Sampson Gamgee
Surgeon
1828 – 1886
Who was Sampson Gamgee?
Dr Joseph Sampson Gamgee, MRCS, FRSE was a surgeon at the Queen's Hospital in Birmingham, England. He pioneered aseptic surgery, and, in 1880 invented Gamgee Tissue, an absorbent cotton wool and gauze surgical dressing. He was known as Sampson Gamgee.
He was the son of Joseph Gamgee, a veterinary surgeon and the sibling of Dr John Gamgee, inventor and Professor of Anatomy and Physiology at Dick Veterinary College, Edinburgh and Dr Arthur Gamgee, Fullerian Professor of Physiology and Comparative Anatomy at The Royal Institution of Great Britain, London. Sampson's son Dr Leonard Parker Gamgee was also a renowned surgeon of Birmingham and his nephew was Prof Sir D'Arcy Wentworth Thompson.
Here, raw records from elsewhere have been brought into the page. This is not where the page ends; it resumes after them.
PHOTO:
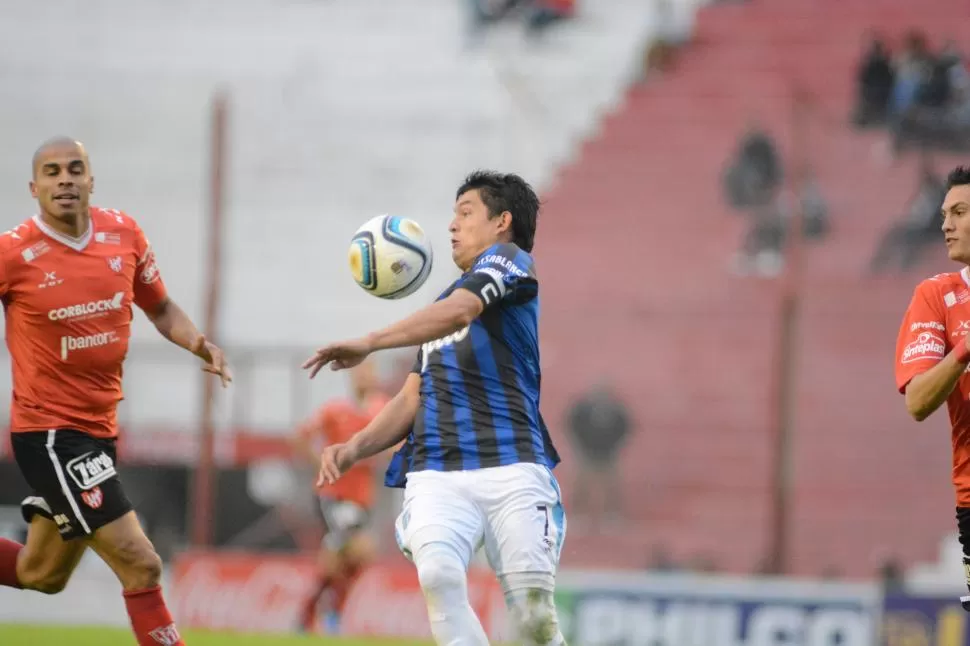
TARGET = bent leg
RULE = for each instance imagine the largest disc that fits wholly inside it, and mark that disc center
(46, 562)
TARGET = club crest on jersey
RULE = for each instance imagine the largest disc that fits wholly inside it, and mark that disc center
(91, 469)
(93, 498)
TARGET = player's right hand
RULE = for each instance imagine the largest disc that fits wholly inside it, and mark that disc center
(335, 460)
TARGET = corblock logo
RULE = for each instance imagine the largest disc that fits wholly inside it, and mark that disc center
(87, 310)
In 1873 he founded the Birmingham Hospital Saturday Fund which raised money for various hospitals in Birmingham from overtime earnings given by workers on nominated Hospital Saturdays. It was the first such fund to raise money in this way for multiple hospitals. Sampson was also the first president of the Birmingham Medical Institute.